Thursday 1 July 2010

Sunk costs in Kabul

The "sunk cost fallacy" is an important concept in business investment. Here's a definition from The Skeptic's Dictionary:

When one makes a hopeless investment, one sometimes reasons: I can’t stop now, otherwise what I’ve invested so far will be lost. This is true, of course, but irrelevant to whether one should continue to invest in the project. Everything one has invested is lost regardless. If there is no hope for success in the future from the investment, then the fact that one has already lost a bundle should lead one to the conclusion that the rational thing to do is to withdraw from the project.

It's a concept that has applications outside the business world. The UK's new Defence Secretary is guilty of a sunk cost fallacy in his approach to the Afghanistan conflict. According to The Guardian, Fox says Britain would be betraying the sacrifices of its fallen soldiers if it left "before the job is finished".

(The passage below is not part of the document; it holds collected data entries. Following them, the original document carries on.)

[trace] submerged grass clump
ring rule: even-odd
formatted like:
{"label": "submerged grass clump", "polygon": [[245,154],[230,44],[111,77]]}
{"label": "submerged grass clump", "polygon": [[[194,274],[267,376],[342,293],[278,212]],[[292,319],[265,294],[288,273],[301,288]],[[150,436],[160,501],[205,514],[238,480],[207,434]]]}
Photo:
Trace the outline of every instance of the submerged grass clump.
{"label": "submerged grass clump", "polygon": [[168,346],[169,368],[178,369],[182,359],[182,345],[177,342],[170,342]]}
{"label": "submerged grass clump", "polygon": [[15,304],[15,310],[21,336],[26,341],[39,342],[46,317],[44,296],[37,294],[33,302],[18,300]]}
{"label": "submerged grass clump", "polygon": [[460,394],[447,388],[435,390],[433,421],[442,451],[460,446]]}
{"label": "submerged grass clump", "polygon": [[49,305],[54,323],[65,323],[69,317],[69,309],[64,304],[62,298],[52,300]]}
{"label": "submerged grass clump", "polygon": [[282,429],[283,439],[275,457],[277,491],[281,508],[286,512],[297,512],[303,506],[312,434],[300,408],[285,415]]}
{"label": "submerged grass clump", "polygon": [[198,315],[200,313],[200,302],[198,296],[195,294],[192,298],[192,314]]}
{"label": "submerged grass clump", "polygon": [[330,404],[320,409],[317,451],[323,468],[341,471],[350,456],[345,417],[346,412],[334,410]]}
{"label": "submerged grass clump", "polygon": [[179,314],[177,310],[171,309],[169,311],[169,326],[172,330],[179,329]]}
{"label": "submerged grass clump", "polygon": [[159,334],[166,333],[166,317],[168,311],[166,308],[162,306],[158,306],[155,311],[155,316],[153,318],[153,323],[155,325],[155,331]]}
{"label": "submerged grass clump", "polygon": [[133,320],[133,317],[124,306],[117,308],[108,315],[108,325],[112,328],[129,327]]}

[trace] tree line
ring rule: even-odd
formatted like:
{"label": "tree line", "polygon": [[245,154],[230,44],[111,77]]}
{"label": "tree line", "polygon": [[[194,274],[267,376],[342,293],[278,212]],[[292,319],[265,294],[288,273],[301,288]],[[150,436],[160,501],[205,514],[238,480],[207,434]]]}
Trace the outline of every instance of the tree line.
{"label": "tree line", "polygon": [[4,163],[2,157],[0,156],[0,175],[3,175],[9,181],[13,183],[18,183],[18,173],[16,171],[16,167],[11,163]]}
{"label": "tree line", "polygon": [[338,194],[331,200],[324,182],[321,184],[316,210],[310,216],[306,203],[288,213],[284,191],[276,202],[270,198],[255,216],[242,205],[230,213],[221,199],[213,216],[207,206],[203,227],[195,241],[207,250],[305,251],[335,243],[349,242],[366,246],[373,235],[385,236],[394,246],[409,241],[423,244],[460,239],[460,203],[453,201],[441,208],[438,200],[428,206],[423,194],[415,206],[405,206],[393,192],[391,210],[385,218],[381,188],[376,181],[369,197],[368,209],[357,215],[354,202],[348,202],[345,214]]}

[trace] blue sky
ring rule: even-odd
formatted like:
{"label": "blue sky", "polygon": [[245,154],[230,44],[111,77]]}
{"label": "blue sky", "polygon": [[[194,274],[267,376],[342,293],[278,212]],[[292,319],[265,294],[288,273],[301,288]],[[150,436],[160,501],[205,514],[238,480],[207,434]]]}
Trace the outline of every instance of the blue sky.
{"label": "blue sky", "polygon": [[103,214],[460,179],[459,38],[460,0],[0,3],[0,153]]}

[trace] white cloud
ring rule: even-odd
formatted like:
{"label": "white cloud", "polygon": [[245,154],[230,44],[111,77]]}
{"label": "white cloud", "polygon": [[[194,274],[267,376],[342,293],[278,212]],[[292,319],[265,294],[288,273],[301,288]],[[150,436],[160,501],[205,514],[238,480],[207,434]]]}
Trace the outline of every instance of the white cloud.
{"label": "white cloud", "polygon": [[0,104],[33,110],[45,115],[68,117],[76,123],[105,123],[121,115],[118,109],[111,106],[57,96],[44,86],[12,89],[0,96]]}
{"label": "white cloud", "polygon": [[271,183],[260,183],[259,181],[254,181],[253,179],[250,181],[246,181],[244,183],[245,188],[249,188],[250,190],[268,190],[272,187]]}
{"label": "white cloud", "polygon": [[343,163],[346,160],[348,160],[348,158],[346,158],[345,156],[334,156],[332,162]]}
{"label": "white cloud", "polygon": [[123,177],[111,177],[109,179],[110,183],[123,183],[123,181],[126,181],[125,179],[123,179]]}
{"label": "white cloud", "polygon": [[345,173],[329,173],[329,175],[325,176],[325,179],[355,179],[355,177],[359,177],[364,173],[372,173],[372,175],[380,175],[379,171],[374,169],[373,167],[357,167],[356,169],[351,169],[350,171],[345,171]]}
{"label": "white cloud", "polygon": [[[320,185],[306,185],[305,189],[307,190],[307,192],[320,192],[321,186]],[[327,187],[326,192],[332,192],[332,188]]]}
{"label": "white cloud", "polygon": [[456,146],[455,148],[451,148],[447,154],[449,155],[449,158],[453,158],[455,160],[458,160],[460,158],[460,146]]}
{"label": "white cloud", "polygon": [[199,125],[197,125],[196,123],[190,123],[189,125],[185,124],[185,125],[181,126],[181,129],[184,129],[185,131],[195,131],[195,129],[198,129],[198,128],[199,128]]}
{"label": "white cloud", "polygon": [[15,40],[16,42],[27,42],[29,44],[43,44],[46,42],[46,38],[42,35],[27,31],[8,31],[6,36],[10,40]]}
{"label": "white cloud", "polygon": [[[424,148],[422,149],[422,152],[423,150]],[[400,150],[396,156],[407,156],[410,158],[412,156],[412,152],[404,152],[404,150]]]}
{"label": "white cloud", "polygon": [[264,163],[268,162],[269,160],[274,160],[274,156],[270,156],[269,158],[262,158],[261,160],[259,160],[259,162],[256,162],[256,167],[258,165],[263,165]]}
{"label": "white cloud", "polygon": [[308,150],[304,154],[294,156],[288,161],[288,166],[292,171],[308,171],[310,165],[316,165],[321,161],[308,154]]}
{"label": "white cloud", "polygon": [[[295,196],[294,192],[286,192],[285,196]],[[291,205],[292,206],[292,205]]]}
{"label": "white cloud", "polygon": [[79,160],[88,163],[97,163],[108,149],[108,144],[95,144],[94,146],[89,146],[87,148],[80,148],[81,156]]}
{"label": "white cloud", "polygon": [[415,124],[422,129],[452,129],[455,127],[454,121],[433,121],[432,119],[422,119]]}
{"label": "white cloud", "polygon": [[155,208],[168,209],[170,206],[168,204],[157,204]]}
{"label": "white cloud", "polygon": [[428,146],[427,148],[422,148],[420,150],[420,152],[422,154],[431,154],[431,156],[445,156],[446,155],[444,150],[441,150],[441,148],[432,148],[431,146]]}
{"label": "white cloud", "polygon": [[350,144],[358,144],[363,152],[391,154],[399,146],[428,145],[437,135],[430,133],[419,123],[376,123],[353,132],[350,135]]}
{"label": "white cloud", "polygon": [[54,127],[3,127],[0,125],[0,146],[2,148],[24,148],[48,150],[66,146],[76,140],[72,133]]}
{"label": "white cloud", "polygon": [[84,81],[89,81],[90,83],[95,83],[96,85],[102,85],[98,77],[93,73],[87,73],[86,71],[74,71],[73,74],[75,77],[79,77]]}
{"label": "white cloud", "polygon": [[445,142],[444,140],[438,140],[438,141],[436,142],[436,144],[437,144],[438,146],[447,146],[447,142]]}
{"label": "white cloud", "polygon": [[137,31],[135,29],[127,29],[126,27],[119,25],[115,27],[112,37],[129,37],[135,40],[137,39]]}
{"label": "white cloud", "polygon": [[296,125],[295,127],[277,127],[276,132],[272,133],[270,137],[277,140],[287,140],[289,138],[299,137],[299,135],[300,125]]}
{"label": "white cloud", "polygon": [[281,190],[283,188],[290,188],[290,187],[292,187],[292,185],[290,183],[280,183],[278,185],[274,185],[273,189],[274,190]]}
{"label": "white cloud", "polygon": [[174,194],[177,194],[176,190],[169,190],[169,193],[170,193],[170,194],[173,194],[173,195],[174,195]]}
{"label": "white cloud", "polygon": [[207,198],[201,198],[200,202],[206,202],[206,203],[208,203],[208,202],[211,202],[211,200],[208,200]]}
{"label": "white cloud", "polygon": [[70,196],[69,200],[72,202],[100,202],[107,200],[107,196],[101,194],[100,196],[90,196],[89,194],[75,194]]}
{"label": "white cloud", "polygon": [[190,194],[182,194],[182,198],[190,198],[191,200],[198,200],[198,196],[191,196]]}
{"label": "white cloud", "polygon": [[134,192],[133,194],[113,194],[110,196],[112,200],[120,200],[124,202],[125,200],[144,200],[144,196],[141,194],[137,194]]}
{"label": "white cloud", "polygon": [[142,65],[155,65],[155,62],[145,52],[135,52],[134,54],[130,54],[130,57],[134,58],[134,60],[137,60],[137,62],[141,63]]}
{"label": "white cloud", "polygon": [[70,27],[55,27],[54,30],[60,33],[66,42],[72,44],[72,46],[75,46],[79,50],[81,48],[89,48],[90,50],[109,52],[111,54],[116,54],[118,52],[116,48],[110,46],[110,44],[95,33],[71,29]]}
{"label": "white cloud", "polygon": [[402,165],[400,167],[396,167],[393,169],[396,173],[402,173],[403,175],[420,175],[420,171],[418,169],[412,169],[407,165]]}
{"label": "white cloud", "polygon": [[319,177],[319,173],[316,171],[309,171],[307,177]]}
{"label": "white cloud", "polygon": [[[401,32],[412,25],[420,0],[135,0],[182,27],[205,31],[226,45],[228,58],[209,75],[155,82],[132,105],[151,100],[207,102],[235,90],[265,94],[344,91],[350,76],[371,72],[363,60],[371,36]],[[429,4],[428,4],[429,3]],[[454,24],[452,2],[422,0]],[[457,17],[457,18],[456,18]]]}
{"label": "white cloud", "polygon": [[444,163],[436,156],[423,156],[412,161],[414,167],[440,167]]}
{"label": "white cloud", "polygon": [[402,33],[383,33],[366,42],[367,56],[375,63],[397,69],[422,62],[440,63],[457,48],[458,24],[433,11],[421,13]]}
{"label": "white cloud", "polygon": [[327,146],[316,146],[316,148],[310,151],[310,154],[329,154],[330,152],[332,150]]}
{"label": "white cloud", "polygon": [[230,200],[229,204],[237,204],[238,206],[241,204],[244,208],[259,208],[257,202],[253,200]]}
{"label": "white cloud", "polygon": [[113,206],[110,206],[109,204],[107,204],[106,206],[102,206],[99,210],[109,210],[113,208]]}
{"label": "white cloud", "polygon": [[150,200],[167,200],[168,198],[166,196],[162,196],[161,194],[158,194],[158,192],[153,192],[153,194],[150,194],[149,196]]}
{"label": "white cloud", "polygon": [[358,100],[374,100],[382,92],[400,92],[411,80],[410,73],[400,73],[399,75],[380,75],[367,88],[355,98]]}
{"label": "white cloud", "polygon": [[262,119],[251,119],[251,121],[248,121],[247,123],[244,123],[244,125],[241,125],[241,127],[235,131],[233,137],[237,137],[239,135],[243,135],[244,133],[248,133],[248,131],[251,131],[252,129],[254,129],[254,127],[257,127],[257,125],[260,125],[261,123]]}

There are plenty of precedents. Let's go back to The Skeptic's Dictionary:

To continue to invest in a hopeless project is irrational. Such behavior may be a pathetic attempt to delay having to face the consequences of one's poor judgment. The irrationality is a way to save face, to appear to be knowledgeable, when in fact one is acting like an idiot. For example, it is now known that Lyndon Johnson kept committing thousands and thousands of U.S. soldiers to Vietnam after he had determined that the cause was hopeless and that the U.S. would not win the war (McMaster 1998: 309).

Read it and weep, Liam. "Pathetic attempt"? "Acting like an idiot"? Not the kind of feedback you want, is it, but it's what you'll get if you persist in sacrificing the future in a doomed attempt to expiate the errors of the past.